Add in Angel Rodriguez’s performances in non-conference play, and it makes it even more obvious. Facing a Kansas team that has one of the country’s top scorers in freshman Ben McLemore will offer the K-State back court plenty of challenges. Senior guards Travis Releford and Elijah Johnson anchor the Jayhawks’ backcourt and have helped guide Kansas back into the top five nationally. McLemore has yet to find consistency outside of the confines of Allen Fieldhouse and containing him will be imperative for the Wildcats.
Frontcourt: The development of Kansas senior center Jeff Withey has been one of the biggest stories in the past three seasons of college basketball. The senior has grown into one of the most productive big men nationwide and, most impressively, stays out of foul trouble better than most players at any position. After pairing with All-American Thomas Robinson one year ago, Withey has worked in the frontcourt with senior forward Kevin Young. Although skilled in multiple areas, Young hasn’t offered the Jayhawks as much as recent big men that have moved through the program.
The Wildcats have been using a smaller rotation this season, with senior center Jordan Henriquez and sophomore forward Thomas Gipson as the main contributors. Henriquez has been working as a reserve and that has forced junior forward Shane Southwell to guard multiple positions all around the floor. Withey has the capability of filling the stat sheet in multiple areas, and the Wildcats will have to limit his production.
Reserves: In his opening season at K-State, Weber has spread minutes deep into his bench with 11 players averaging at least 11 minutes per game. The rotation has worked itself down in conference play, but the production of forwards Nino Williams and Jordan Henriquez is crucial to K-State’s success moving forward. Both players offer matchup difficulties at their respective positions, and when facing a team as talented as Kansas, playing within their individual roles will be vital.
Kansas will bring three off its bench and the top three reserves of each team will more than likely match up against one another on the floor. Sophomore point guard Naadir Tharpe is third on the team with 41 assists. All three players, Tharpe and freshman forwards Perry Ellis and Jamari Traylor, have faced inconsistencies and the senior experience of the Wildcats will be a determining factor.
Coach: After replacing Bill Self at Illinois in 2003, Bruce Weber took over an Illini program that Self is credited most with developing. The two coaches were able to face off in the 2011 NCAA Tournament, but with Weber now joining Self in the Big 12 Conference, the matchup will be watched even closer. Self carried an impressive 283-54 resume along with eight straight conference championships into this season, but his record moving forward against Weber will be scrutinized as much, if not more, than any other opposing coach in his Kansas tenure.

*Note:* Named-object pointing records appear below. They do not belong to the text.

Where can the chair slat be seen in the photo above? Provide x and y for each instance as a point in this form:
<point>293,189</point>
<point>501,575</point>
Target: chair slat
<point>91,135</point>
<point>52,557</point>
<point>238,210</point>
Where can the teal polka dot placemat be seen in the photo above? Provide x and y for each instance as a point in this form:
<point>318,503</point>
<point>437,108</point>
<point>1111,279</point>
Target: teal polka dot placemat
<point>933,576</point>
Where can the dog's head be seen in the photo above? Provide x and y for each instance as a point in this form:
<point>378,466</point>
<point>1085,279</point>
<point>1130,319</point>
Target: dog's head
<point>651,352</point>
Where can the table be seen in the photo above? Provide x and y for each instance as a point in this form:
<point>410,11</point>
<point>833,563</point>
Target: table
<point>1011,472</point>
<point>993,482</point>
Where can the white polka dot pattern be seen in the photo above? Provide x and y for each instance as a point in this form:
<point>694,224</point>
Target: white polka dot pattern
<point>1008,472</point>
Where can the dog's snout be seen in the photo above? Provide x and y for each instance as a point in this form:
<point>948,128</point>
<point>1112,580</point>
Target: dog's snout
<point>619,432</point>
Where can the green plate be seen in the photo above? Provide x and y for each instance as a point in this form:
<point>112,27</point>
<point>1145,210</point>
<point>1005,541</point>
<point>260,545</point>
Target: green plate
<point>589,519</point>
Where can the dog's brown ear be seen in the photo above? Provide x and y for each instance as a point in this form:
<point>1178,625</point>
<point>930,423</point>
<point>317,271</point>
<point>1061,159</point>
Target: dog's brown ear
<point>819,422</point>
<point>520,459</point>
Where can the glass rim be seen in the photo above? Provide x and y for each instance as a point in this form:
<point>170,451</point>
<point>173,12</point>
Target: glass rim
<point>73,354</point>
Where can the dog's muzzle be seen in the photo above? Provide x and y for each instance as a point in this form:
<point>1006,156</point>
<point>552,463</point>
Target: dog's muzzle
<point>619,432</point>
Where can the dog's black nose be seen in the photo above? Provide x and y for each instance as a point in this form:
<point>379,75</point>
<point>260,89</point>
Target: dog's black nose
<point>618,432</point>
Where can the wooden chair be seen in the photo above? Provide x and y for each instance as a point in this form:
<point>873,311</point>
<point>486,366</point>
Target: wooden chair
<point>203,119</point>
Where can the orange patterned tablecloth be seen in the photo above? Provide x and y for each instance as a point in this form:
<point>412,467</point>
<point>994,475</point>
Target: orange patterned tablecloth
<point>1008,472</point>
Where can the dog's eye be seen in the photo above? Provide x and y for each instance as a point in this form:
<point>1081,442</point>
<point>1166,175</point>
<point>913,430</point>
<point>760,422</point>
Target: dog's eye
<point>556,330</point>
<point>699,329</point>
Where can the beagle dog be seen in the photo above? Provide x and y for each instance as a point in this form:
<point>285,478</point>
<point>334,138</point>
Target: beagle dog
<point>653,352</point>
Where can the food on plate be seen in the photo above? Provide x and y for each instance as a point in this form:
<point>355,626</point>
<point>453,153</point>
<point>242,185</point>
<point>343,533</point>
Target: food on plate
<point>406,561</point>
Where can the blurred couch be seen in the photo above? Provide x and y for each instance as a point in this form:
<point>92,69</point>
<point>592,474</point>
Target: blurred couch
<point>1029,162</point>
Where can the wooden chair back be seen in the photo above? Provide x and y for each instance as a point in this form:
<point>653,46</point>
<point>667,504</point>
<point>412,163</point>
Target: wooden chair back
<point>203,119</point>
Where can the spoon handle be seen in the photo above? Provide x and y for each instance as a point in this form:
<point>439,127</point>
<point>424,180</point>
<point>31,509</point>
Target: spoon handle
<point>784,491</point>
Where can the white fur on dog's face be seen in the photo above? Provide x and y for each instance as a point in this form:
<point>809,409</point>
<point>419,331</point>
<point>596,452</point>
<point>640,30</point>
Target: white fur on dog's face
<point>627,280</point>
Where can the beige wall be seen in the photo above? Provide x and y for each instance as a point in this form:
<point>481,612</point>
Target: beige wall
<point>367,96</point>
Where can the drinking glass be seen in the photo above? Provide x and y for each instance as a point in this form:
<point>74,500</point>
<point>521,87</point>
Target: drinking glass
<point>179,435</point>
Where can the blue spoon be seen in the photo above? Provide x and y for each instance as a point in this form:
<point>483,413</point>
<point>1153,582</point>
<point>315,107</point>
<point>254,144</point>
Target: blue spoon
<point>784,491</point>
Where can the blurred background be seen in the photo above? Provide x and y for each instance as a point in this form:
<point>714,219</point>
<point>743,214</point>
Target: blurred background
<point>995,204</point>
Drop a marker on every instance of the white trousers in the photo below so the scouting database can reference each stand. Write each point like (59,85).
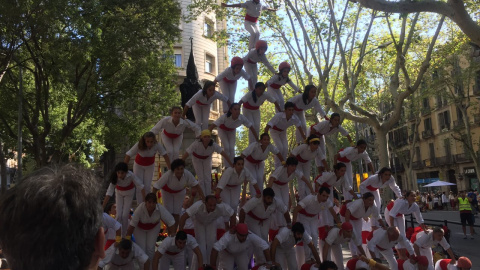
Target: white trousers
(172,146)
(280,141)
(144,173)
(203,170)
(201,113)
(254,117)
(123,199)
(228,142)
(173,201)
(252,28)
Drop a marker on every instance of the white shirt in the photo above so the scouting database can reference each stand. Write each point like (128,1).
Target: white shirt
(166,124)
(199,212)
(112,256)
(230,243)
(381,242)
(200,150)
(228,75)
(374,182)
(278,80)
(168,244)
(229,122)
(232,178)
(279,121)
(200,100)
(325,128)
(255,150)
(301,106)
(174,183)
(160,213)
(248,98)
(357,210)
(401,207)
(351,153)
(335,237)
(425,240)
(287,240)
(125,182)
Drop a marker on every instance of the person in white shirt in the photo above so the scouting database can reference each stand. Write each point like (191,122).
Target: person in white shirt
(303,102)
(145,224)
(350,154)
(384,241)
(227,125)
(200,103)
(282,247)
(236,248)
(380,180)
(201,151)
(336,237)
(305,153)
(229,77)
(257,213)
(172,250)
(278,126)
(123,183)
(205,215)
(173,183)
(230,184)
(256,154)
(425,241)
(144,152)
(171,130)
(121,257)
(278,80)
(251,102)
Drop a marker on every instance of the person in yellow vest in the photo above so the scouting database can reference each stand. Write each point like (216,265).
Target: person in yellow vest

Prediction: Since an early December loss to Gonzaga, the Wildcats have established an ability to win by any means necessary. They may not all be pretty, but K-State has capitalized and has been able to win. With the program solidifying itself into the top 20, an opportunity to knock off the Jayhawks is available and the Wildcats will get it done. The senior trio of Rodney McGruder, Jordan Henriquez and Martavious Irving will provide the necessary push to give K-State a season-defining win in their final Wildcat campaign.